C’est une stratégie audacieuse, mais intéressante. Et surtout, elle montre qu’Apple veut continuer son serveur, même s’il ne cherche plus à attaquer les marchés d’il y a quelques années. Le temps passe, Apple reste une entreprise orientée utilisateurs, mais sa solution serveur est viable auprès des petites entreprises, donc autant la pousser dans cette direction. Le risque, c’est peut-être de ne pas être au final assez cher. En effet, qui pourrait avoir confiance dans un système serveur qui ne coûte pas plusieurs dizaines de milliers d’euros ? ;-)
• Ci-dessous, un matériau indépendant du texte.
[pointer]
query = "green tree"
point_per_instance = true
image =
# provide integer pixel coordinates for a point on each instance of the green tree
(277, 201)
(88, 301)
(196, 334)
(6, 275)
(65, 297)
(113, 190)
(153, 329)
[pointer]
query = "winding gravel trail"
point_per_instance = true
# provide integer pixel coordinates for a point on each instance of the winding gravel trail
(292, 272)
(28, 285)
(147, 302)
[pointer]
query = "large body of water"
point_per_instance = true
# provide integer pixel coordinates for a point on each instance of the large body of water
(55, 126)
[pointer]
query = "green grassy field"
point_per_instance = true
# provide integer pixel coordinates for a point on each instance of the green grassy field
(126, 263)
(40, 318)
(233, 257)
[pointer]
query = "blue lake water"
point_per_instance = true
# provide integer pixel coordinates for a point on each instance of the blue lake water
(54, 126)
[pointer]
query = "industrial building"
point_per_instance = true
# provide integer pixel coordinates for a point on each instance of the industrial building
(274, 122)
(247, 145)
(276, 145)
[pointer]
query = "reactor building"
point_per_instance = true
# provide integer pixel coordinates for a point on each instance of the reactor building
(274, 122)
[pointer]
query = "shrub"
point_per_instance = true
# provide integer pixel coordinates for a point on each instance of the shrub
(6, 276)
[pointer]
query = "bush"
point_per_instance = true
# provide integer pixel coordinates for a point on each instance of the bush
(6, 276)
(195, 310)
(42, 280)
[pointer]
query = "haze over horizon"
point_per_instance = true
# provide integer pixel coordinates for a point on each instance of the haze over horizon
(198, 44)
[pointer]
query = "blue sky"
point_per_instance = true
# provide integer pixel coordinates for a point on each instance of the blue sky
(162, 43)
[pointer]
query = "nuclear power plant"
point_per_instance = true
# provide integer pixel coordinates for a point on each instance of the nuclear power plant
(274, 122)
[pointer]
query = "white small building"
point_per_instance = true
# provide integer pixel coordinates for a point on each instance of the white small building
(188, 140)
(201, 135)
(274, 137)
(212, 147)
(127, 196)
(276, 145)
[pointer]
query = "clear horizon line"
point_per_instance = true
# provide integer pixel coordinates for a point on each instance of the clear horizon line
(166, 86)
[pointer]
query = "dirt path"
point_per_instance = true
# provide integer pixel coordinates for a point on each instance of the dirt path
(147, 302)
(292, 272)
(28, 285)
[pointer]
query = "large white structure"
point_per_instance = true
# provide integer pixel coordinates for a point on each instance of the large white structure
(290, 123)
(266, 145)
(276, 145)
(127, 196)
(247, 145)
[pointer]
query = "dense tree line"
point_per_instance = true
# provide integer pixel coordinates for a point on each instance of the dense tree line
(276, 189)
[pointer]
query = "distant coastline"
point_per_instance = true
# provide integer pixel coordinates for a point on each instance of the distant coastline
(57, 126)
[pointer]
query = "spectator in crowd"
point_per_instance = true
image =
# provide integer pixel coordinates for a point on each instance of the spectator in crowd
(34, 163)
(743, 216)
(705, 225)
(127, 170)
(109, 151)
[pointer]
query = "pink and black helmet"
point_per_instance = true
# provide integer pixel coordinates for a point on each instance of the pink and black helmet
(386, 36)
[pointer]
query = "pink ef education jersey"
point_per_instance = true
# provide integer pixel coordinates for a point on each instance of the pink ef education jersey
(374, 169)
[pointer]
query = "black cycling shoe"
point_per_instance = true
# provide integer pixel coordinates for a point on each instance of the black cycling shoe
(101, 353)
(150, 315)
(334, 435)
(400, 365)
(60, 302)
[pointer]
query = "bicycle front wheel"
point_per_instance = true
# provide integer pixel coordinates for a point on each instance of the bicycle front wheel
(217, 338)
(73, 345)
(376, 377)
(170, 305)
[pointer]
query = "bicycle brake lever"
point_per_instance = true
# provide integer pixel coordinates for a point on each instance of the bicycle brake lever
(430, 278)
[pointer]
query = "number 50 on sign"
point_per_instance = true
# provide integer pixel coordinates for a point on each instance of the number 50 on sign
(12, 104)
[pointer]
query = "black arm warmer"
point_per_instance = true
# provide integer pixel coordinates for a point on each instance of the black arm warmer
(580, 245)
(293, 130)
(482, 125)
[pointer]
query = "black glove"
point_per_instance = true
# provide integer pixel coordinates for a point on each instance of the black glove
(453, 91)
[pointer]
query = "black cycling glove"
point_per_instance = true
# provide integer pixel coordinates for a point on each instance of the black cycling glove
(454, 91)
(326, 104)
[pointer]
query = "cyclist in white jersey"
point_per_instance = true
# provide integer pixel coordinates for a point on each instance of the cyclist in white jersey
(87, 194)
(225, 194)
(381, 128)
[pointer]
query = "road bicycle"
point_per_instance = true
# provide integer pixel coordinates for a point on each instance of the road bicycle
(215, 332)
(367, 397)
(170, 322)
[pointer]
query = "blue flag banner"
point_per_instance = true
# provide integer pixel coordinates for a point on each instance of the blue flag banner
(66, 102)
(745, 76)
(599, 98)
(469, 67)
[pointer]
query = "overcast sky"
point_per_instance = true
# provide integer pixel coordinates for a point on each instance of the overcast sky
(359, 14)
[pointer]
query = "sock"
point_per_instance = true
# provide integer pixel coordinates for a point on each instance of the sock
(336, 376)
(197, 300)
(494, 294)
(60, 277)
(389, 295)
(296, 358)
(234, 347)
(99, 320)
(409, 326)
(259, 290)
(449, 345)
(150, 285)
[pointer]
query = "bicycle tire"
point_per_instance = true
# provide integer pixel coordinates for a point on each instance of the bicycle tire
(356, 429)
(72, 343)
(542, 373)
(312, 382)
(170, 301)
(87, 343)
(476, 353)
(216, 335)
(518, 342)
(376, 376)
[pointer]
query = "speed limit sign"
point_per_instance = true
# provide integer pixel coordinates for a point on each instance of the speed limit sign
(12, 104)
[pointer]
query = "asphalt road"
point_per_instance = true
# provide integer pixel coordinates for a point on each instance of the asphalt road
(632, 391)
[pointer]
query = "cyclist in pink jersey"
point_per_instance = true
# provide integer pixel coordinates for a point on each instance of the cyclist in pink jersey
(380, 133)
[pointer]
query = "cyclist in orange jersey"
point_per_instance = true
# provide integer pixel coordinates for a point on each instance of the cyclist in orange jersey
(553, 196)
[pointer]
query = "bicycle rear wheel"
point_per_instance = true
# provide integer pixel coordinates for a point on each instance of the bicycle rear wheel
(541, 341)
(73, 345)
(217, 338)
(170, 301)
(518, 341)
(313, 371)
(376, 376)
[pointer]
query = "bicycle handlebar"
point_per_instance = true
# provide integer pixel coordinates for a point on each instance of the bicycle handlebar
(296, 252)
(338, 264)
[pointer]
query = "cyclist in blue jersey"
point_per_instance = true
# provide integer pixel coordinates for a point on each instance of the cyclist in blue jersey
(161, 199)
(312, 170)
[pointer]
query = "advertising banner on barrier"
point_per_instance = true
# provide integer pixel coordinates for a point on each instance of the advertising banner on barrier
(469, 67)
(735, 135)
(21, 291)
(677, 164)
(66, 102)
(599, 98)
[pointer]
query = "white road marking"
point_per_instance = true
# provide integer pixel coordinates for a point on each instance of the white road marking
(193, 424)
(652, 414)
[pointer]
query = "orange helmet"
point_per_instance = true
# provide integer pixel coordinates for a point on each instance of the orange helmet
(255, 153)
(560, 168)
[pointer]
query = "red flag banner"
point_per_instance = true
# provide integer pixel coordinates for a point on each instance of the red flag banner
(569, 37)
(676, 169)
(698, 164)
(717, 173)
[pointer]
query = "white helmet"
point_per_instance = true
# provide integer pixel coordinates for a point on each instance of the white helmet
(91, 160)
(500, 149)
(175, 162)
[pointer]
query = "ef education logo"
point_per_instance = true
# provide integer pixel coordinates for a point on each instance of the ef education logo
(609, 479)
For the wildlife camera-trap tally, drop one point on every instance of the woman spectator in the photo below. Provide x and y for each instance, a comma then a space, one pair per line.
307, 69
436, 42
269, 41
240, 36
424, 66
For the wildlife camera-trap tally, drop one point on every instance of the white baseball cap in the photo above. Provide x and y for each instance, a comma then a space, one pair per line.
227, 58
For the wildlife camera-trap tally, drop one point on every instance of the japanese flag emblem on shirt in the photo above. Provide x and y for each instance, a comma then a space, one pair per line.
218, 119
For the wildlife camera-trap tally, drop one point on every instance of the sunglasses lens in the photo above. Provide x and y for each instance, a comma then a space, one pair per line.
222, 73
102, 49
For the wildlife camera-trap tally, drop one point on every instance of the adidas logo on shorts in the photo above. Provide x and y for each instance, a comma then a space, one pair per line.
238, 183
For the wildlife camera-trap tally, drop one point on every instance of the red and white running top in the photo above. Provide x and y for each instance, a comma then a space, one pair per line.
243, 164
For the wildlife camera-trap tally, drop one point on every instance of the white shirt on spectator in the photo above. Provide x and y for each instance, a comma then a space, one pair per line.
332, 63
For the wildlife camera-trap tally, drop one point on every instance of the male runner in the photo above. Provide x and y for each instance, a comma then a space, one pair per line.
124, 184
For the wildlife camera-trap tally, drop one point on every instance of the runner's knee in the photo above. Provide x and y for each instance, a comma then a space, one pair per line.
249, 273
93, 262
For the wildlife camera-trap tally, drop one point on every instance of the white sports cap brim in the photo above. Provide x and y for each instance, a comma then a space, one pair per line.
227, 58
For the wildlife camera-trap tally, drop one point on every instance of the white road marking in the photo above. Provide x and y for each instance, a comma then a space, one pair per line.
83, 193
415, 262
Alors, certes, on peut se demander de quoi sera fait ce serveur, Apple ne parlant plus de certaines fonctions majeures des versions précédentes, comme le Netboot ou Podcast Producer. Cependant, il est intéressant de voir qu’elle parle de solutions de gestion centralisée de la partie Mac, mais également tout ce qui touche à iOS avec le nouveau Profile Manager ou une gestion simplifiée du protocole WebDAV. Apple prévoit donc que Mac OS X Server sera un complément utile à des déploiements d’iOS en masse… À voir. Mais je ne suis pas surpris outre mesure de la voir se déplacer là où est son cœur de marché, à savoir, les petites entreprises. Mais je peux comprendre que ceux qui ont investi sur des solutions très coûteuses et orientées sur des structures plus importantes soient inquiets…

Dire que je suis épaté par Lion serait également excessif, mais je suis très intéressé par ce qu’Apple propose aujourd’hui, et curieux de voir ce que sera le produit final. L’été n’est pas encore là, et Lion a encore le temps d’évoluer. Surtout qu’il semblerait qu’une certaine tablette recevra bientôt une mise à jour majeure, et iOS évoluer d’ici là…

Mais surtout, je pense que pour les consultants du monde Mac, il ne faut pas se voiler la face : Apple tire aujourd’hui la majorité de ses bénéfices d’iOS. Le Mac n’est plus sa plate-forme de prédilection, le futur sera tactile, et le PC (et le Mac) sont condamnés à disparaître dans les dix prochaines années. On peut pleurer là-dessus, tout comme on a pu pleurer sur l’abandon de Mac OS 9, des disquettes ou des PowerPC. Plutôt que de s’apitoyer sur le passé, il est urgent de regarder ce que l’avenir nous offre comme opportunités et les saisir. De préférence avec le sourire, même si ce n’est pas toujours facile.

  1. Name dropping particulièrement pas gratuit, donc les gars, n’oubliez pas les petites coupures sur mon compte en Suisse, merci.